As you may know, the DataLoader class in pytorch has a parameter pin_memory which defines whether using pin memory to accelerate tensor transfer between host memory and device memory. However, setting pin_memory to True , the training speed is dramatically 10x slower than False . I also try the same docker image with same code on the same machine, by ssh logging in. I use nv-docker run the image and test the code. The training speed with False option is equivalent to the same False option launching by openpai. The speed with True option is a bit faster than False option as expected.

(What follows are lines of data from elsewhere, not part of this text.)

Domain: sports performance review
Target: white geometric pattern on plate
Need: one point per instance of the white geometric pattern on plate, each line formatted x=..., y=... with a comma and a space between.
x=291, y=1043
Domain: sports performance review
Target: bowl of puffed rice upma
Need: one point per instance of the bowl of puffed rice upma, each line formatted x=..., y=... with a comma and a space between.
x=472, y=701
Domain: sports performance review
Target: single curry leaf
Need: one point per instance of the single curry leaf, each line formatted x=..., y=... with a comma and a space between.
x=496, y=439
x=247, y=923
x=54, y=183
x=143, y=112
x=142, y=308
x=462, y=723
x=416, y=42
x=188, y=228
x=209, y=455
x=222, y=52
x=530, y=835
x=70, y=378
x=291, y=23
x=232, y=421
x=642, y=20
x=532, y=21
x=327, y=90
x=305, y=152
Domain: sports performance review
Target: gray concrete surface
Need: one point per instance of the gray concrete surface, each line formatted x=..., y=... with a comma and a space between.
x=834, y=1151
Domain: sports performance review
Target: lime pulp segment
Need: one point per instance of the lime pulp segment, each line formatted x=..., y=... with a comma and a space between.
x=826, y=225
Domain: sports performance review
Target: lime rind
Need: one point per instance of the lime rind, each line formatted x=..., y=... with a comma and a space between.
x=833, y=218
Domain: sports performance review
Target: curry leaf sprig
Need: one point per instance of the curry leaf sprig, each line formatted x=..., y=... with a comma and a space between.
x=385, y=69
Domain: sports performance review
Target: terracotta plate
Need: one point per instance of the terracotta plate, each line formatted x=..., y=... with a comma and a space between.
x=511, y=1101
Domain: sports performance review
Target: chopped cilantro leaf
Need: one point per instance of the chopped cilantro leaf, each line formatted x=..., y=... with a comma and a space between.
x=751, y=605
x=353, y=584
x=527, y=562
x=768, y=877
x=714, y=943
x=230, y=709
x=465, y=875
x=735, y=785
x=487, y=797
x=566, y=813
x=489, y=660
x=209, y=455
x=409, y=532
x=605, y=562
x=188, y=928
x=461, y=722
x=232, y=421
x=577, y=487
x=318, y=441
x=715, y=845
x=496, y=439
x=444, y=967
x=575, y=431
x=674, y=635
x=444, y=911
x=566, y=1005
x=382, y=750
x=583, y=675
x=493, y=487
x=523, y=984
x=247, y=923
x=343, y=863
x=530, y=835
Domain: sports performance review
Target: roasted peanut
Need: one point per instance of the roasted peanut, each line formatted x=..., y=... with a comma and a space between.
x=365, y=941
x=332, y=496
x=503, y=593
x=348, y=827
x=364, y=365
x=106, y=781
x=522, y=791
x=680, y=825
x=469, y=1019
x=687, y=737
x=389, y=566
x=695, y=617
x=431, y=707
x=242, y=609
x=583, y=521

The only difference between the test, is the docker launching parameters. I checked the log of openpai job. The openpai seems not using nv docker. It launched the docker with
docker run --runtime=runc --device=/dev/nvidiactl --device=/dev/nvidia-uvm --device=/dev/nvidia0 --device=/dev/fuse ... . While I ran the docker on machine with
docker run --runtime=nvidia ... . I wonder if the docker run parameter difference results in the bad behavior of pinned memory.
I also post an issue under openpai github page. At here I want to focus my question about docker. We have docker 18.09.6 build 481bc77 installed on node. What’s the difference between two launching methods mentioned above? Is there any chance, our specific version docker engine has a defect about this feature?
Any advice would be appreciated. Thanks.